As are most great albums, Thee Oh Sees’ newest release, Putrifiers II, is about mental instability.
It’s a theme so well-worn by rock and roll, particularly the kind of oft-terrifying, psychedelic rock of the ‘60s from which the album takes its cues. It’s tempting to dismiss the kind of psychosis and darkness explored in these songs as hammy or unnecessarily derivative of admittedly superior music by people like The Velvet Underground or Syd Barrett.
However, even if you were to cite all of the clear musical references Thee Oh Sees make on this record (and there are a lot of them), at a certain point you still couldn’t argue with the sheer songwriting craft that makes songs like “Hang a Picture” or “Will We Be Scared?” so great.
“Wax Face,” the record’s first track, begins with the nearly out-of-tune baroque noodling of two electric guitars, calling to mind the simplistic beauty of the beginning to “Wouldn’t It Be Nice” by the Beach Boys, and then totally obliterating all of it with a heavy wave of distorted guitars and bass.
The song rides along on a disorienting and heavy drum performance that wavers constantly between the anarchy of the first records of The Stooges and the sound of the devil knocking on your door. Between its guitar tones and screeching falsetto vocals alone, “Wax Face” conjures up feelings of dread that carry all through the record, a feeling that Thee Oh Sees songwriter John Dwyer never quite lets you forget the danger lurking just outside your window.

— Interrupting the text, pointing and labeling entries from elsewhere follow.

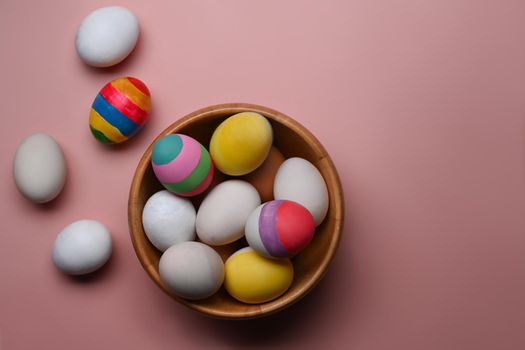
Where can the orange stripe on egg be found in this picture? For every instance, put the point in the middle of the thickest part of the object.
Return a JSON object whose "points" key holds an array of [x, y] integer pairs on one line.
{"points": [[123, 104], [132, 92]]}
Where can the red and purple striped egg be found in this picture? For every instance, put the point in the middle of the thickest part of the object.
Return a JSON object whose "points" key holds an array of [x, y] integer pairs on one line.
{"points": [[182, 165], [279, 228]]}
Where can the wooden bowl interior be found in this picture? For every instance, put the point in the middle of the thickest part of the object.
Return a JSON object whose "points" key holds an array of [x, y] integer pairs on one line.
{"points": [[293, 140]]}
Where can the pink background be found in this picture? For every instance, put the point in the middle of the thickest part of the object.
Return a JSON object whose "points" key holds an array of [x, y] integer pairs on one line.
{"points": [[421, 104]]}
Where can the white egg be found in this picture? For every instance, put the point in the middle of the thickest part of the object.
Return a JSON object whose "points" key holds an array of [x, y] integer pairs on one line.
{"points": [[107, 36], [299, 180], [223, 213], [82, 247], [39, 168], [168, 219], [191, 270]]}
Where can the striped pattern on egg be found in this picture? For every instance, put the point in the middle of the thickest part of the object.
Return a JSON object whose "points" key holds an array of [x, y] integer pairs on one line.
{"points": [[279, 228], [182, 165], [120, 110]]}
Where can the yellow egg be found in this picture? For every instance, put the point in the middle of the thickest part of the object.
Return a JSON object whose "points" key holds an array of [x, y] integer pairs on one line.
{"points": [[241, 143], [253, 279]]}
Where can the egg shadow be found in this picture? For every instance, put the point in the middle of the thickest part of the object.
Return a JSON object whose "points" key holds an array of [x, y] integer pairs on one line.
{"points": [[268, 331], [53, 205], [103, 273]]}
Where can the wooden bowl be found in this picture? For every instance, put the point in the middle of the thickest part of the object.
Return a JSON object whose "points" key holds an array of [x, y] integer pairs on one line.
{"points": [[293, 140]]}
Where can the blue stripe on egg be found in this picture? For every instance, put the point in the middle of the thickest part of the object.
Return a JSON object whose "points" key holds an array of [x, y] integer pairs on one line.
{"points": [[114, 117]]}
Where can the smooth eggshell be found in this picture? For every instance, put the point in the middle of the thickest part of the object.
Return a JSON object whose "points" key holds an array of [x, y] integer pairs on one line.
{"points": [[223, 213], [263, 177], [241, 143], [168, 219], [107, 36], [39, 168], [279, 228], [299, 180], [253, 278], [191, 270], [82, 247]]}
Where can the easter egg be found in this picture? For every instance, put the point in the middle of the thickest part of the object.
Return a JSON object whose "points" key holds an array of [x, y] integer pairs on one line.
{"points": [[223, 213], [39, 168], [241, 143], [299, 180], [252, 278], [82, 247], [191, 270], [279, 228], [263, 177], [182, 165], [120, 110], [168, 219], [107, 36]]}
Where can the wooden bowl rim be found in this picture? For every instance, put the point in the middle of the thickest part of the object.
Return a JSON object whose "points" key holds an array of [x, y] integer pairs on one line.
{"points": [[135, 217]]}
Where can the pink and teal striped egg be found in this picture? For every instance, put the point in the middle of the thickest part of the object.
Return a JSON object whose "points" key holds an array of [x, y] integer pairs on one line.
{"points": [[182, 165]]}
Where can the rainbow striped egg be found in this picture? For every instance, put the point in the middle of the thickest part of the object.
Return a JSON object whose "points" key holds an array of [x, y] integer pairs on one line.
{"points": [[182, 165], [279, 228], [120, 109]]}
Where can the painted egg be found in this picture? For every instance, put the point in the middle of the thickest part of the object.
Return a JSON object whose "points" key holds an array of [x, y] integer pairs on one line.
{"points": [[82, 247], [39, 168], [279, 228], [191, 270], [107, 36], [168, 219], [299, 180], [263, 177], [253, 279], [120, 110], [223, 213], [182, 165], [241, 143]]}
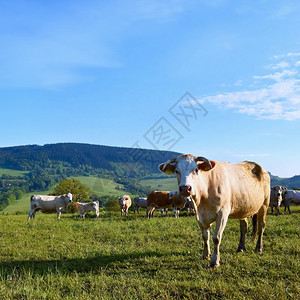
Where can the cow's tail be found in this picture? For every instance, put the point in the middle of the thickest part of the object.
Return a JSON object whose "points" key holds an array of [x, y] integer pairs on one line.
{"points": [[254, 225]]}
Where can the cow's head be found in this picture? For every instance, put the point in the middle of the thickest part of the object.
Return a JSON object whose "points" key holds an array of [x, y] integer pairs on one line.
{"points": [[187, 169]]}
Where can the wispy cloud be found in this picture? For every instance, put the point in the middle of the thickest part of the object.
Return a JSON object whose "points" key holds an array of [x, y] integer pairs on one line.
{"points": [[277, 98]]}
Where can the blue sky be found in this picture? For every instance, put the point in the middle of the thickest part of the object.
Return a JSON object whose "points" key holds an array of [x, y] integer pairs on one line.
{"points": [[118, 72]]}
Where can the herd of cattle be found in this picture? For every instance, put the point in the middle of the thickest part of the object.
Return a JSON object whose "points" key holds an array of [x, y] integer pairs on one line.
{"points": [[214, 190]]}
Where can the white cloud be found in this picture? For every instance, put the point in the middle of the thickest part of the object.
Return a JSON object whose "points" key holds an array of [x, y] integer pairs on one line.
{"points": [[279, 99]]}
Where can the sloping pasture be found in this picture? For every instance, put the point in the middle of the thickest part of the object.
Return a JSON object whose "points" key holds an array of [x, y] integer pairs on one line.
{"points": [[136, 258]]}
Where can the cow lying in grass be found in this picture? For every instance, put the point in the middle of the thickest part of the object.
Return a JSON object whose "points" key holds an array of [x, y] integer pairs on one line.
{"points": [[83, 208], [157, 199]]}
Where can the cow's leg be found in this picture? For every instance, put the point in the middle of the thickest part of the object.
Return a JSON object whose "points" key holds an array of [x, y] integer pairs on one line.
{"points": [[244, 229], [205, 236], [217, 237], [261, 220]]}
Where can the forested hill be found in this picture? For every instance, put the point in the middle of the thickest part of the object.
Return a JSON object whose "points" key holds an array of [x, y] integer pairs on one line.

Compare that with the similarly distorted but drastically more lighthearted “Hang a Picture,” whose refrain of “Hang a picture on the wall / It’s a reflection of us all” acts almost as a kind of wishful thinking against the psychological disaster “Wax Face” introduces. “Hang a Picture,” and its sister song, the viola-adorned “So Nice,” introduces the album’s other key theme of shielding oneself against the damaging nature of the world by denying and blocking it out. As Dwyer puts it in “Picture”: “Sing a sweet melody / It’s just the world that you can see.”
A turning point comes in the album with the key track “Cloud #1,” a two-minute recording of organ and keyboard feedback that is nothing short of sublime. “Cloud #1,” as well as its unofficial sequel on the album entitled “Putrifiers II,” travels from a blissful one-note raga to a dissonant minor chord that squeals and shrieks until it somehow resolves back into its major chord, having become a shrill shell of its former harmonious self.
This gives good indication as to the trajectory of the album, with brooding but overall pleasant tracks like “Flood’s New Light” and “Will We Be Scared?” balancing delicately above the abyss before plunging back into the existential fear and loathing found in something like the introduction to “Lupine Dominus.”
Of course the album’s songwriting is strong, even when it’s not tackling such heavy subject matter. The Byrds-esque “Goodnight Baby” is a clear highlight just due to its masterful 12-string guitar work. However, Putrifiers II is at its best when it’s doing some heavy lifting, and as an album that explores the psychedelic and distorted darkness of the human mind, this one ranks up there with the greats.